This was written on the eve of the Solidarity March for Black Lives Matter in Kitchener, and published via CultKW.com on the day of: Wednesday, June 3, 2020.

I was going to write something about museums for this top of the month of June column. Jonathan Walford and Kenn Norman of the Fashion History Museum in Hespeler, Cambridge, were guests on our community radio magazine program on CKWR 98.5 last night, and they had all sorts of interesting news to share.
But current developments have set me in a different direction. At 5pm today the Solidarity March for Black Lives Matter is happening in Kitchener’s venerable Victoria Park. That’s very close to where I live. Unfortunately, I don’t think I’m ready to leave my coop just yet. I’m old, and have various vulnerabilities.

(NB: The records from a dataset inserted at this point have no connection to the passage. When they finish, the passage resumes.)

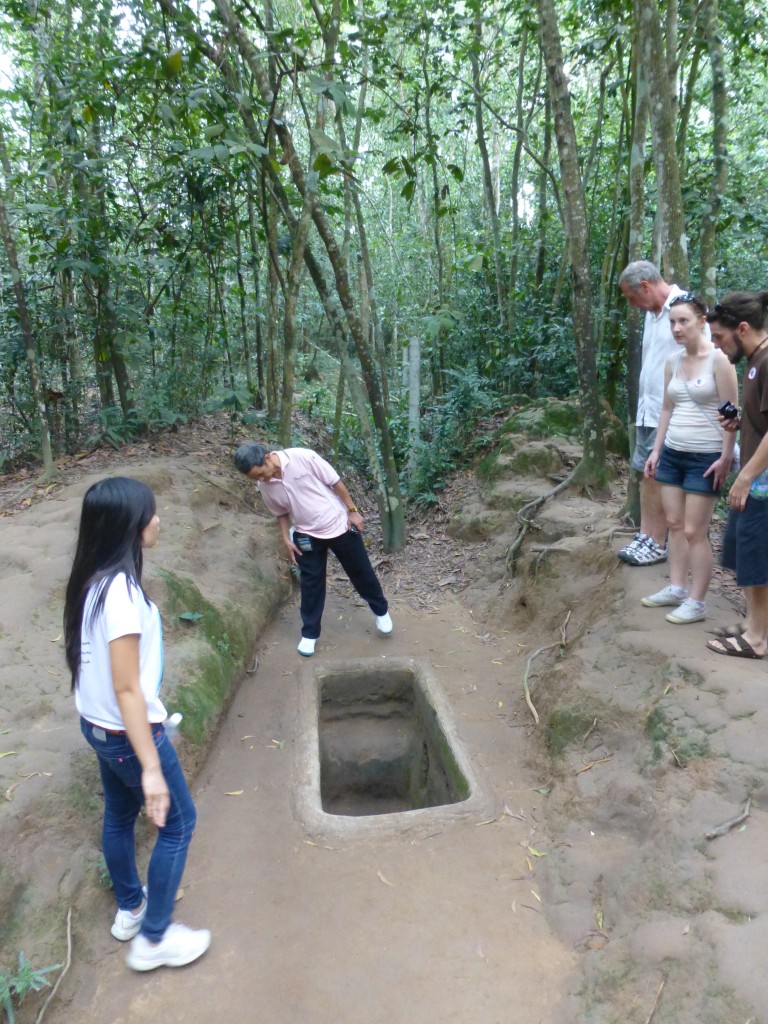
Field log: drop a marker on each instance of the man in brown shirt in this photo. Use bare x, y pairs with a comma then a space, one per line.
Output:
737, 326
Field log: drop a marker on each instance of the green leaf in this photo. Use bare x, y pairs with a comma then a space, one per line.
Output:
324, 165
324, 142
207, 153
172, 64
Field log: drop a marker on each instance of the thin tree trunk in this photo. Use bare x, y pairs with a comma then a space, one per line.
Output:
654, 61
592, 469
487, 177
720, 153
28, 334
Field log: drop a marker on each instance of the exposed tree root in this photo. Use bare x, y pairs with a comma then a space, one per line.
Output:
523, 517
562, 642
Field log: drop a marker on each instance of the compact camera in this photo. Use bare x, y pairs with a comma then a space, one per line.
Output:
728, 411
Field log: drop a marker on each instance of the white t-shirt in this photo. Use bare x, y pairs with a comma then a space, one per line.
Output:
658, 345
125, 611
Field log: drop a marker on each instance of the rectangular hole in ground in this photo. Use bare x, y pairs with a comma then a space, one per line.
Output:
382, 749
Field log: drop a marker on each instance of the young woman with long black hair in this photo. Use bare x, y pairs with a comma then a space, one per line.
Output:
114, 645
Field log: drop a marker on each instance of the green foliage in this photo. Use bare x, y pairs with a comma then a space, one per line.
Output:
446, 429
27, 979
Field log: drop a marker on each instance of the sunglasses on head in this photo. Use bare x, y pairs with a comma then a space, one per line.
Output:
724, 312
683, 297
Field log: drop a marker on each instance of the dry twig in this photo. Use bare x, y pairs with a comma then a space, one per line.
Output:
67, 968
730, 823
653, 1009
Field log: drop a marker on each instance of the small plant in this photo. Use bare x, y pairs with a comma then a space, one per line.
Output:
27, 979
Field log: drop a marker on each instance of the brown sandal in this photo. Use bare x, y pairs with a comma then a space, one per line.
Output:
734, 646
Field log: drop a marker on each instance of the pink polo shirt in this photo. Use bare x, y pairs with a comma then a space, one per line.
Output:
304, 494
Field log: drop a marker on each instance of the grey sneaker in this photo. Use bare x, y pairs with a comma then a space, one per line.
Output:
179, 945
647, 553
627, 553
126, 924
670, 595
689, 611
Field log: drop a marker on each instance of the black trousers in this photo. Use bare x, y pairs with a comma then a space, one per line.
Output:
350, 551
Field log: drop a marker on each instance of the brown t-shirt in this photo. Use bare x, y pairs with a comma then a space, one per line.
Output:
754, 406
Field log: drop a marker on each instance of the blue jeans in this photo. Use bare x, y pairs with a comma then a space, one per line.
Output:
350, 551
121, 779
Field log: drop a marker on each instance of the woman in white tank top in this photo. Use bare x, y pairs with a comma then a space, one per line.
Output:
691, 457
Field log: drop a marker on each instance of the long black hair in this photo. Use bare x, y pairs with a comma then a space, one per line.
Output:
115, 514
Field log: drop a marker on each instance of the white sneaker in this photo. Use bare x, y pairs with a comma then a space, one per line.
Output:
179, 945
647, 553
689, 611
384, 624
627, 553
670, 595
127, 924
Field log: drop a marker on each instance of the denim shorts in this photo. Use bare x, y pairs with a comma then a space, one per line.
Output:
645, 438
686, 470
745, 543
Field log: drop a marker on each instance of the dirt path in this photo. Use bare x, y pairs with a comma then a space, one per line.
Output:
443, 926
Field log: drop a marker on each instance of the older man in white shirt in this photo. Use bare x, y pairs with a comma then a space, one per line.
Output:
643, 287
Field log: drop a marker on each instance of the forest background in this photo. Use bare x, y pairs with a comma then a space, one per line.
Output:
394, 216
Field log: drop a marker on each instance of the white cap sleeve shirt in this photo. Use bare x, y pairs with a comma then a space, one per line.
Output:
125, 611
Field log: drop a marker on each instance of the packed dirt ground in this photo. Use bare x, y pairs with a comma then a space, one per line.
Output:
580, 888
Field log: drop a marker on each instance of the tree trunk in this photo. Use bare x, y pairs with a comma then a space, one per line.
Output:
592, 469
487, 177
720, 152
653, 60
28, 334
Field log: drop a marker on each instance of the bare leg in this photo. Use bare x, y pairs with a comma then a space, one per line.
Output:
673, 500
652, 519
698, 509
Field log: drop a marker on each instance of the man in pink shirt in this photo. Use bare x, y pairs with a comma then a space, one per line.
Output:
305, 492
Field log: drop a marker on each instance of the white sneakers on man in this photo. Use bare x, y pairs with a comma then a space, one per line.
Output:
127, 924
384, 624
178, 946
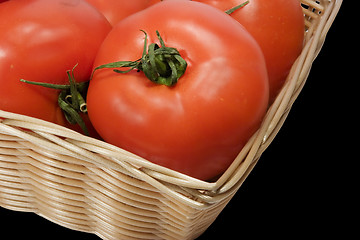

So what can this poor boy do instead? “ … [S]ing for a rock & roll band,” Mick Jagger mused at a time when people all over the world were fighting in the streets. I was still a teenager then. In 2020, all I can think of is maybe do a history lecture. Why not? (I wish I was in a band, though. This Groot never liked being a solo act).
On Saturday, March 21, I was scheduled to give a talk at the 2020 United Nations International Day for the Elimination of Racial Discrimination observance at Kitchener City Hall, a gift to the community that Gehan Sabry of Cross Cultures magazine has been putting together for many years. (She also does the Cross Cultures radio hour Saturday mornings on CKWR 98.5).
The lockdown started in earnest during the week leading up to the event. So my talk never happened.
Because I usually wait until the last minute on projects like this, I never finished my speaking notes. But I had a good idea of what I wanted to say, so when Gehan asked for a description, I was able to promptly scribble something down.
“I’d like to talk about causes and commitments,” I told her. “It was through happenstance, not conscious choice, that I became involved with arts, culture and heritage with a local/regional focus. So my bias is towards a personal, biographical approach, as opposed to rational ‘prioritization’ ’’.
That was putting it mildly. I am adamantly opposed to setting priorities for others to follow with regard to their personal causes and commitments.
“However,” I went on in my talk description, “with a growing sense of urgency arising on so many fronts, especially over what is called the ‘climate emergency’, one is drawn towards re-examining long-held interests and preferences. I’m going to propose that convergence, rather than increased specialization, holds the most promise.”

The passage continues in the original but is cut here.